Livia cut another slice of meat; immediately Hunter III positioned herself to receive it.

It was so luxurious– Hunter III had always just bitten into bigger pieces of meat. Cut across the grain by Livia’s deft scalpel hand; still warm from the hot metal plate; it was amazing. Hunter III believed meat needed nothing, no cooking, no seasoning–

but maybe Livia’s hand helped the taste.

Each piece was slowly, deliberately enjoyed. Livia cut a smaller piece, pierced it.

Hunter III closed her eyes and leaned forward, her mind soaring with bliss.

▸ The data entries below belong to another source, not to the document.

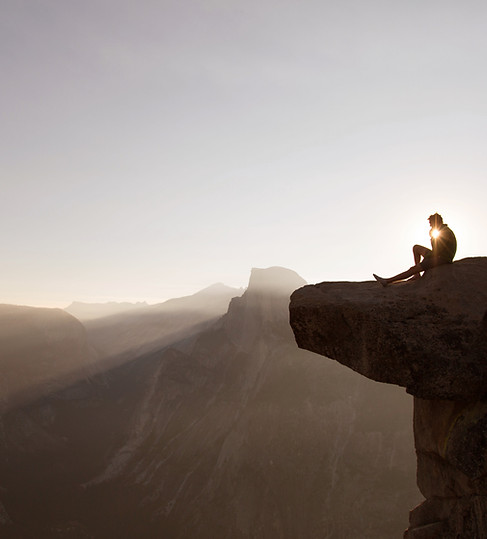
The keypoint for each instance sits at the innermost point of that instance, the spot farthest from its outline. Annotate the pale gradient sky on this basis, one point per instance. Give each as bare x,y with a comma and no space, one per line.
152,148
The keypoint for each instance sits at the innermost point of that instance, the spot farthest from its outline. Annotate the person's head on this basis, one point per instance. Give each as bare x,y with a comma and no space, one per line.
435,220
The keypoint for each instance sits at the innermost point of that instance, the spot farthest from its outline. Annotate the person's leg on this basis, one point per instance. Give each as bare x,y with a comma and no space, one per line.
420,251
414,270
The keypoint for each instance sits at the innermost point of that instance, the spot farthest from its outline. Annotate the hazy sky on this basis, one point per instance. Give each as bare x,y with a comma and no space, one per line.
152,148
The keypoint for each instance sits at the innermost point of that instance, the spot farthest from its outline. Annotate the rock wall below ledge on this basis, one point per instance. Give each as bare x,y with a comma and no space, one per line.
429,336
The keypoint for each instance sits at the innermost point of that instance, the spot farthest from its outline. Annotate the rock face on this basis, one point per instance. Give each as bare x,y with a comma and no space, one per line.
429,336
41,351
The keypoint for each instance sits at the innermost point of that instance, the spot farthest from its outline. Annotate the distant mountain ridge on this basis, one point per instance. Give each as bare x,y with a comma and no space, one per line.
135,332
230,432
41,350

Then she felt Livia’s hand take her hood by the neck. Pull her forward, suddenly, forcefully.

Her eyes drew wide as Livia drew her into a kiss, feeding her the meat mouth to mouth.

Their tongues entwined, the meat partially chewed– tasting the wax in Livia’s lipstick.

Livia briefly pulled back. “I wish I could taste humanity like you, little Hunter.”

Her tongue and lips parted but still connected to Hunter III’s by spittle and meat juices.

With a sudden surge of strange passion, the Omenseer pushed forward and kissed her back.

Wanting to taste Livia’s lips and tongue as much as the meat.


In the middle of the hangar, while the crew went about their tasks around her, Selene was completely clad in power armor and standing across a series of ruler marks that Norn had projected onto the floor. The girl had been equipped with the chestplate, arms and legs of an Imbrian power armor, its battery installed on her lower back. Everything sans helmet. She looked quite disgruntled, but Norn rarely saw a contented face from her anyway.

Norn had a very specific reason for setting all of this up. She walked up to Selene.

“Alright Selene, your task will be to step forward with your back straight.” She said.

“Is this a joke?” Selene said. “How does walking around in power armor help me–?”

Before Selene could complete her sentence, Norn pulled the battery out of the armor.

Selene stared at it, suddenly incredulous.

Various LED lights on the armor’s limbs and chest suddenly went dark.

“Norn– I can’t move!” She shouted. Her arms were at her sides, her legs standing.

However, judging by her head and neck, she was struggling, trying to pull her weight.

“I’m well aware.” Norn said. “Without the energy pack, the locomotion assistance on the power armor will not work. A Katarran or a strong Loup could still move, but I know you cannot. You’ll just be wearing an enormous suit of hydraulics and electric muscles and other complicated and pretty heavy gear. All of it dead weight. And your task remains– to move forward. Each fall is a demerit; every step you can take a new horizon for you.”

“How the hell am I supposed to move even one step like this?” Selene shouted.

“You just demonstrated you can lift almost 200 kg.” Norn said. She then shrugged with a grin on her face. “Put some of that prodigious genetic brainpower to good use.”

“Norn!” Selene shouted, gritting her teeth and shaking and whining ever more irascibly.

“I’ll give you a tip. Use kinesis on your arms and legs. Move with your entire body and focus on moving your entire body, not just one body part at a time. Develop a rhythm.”

Selene looked to have tired herself out with fruitless struggle, panting with her head down.

Norn was about to mock her again, when a drone stepped up to her from the sidelines.

“Milord, the bridge has decrypted an Extreme Low Frequency message for you.” He said.

“From whom?” Norn asked. Nobody should have been sending her ELF messages.

“The text purports its sender as Admiral of the Fleet Frederich Urning.” Said the drone.

“Huh? Truly. Well, hand it over– we can set up a video call once we’re at depth again.”

Norn absentmindedly took the printed ELF message, less interested in the content than the sender. He had gone behind Erich’s back to contact her, using clandestine means like the ELF. Konstantin’s biggest fan– she wondered, truly wondered. Was he up to something?

Her mind was afire, her curiosity piqued.

What was happening in the Palatine? How was Urning getting on after his idol’s death?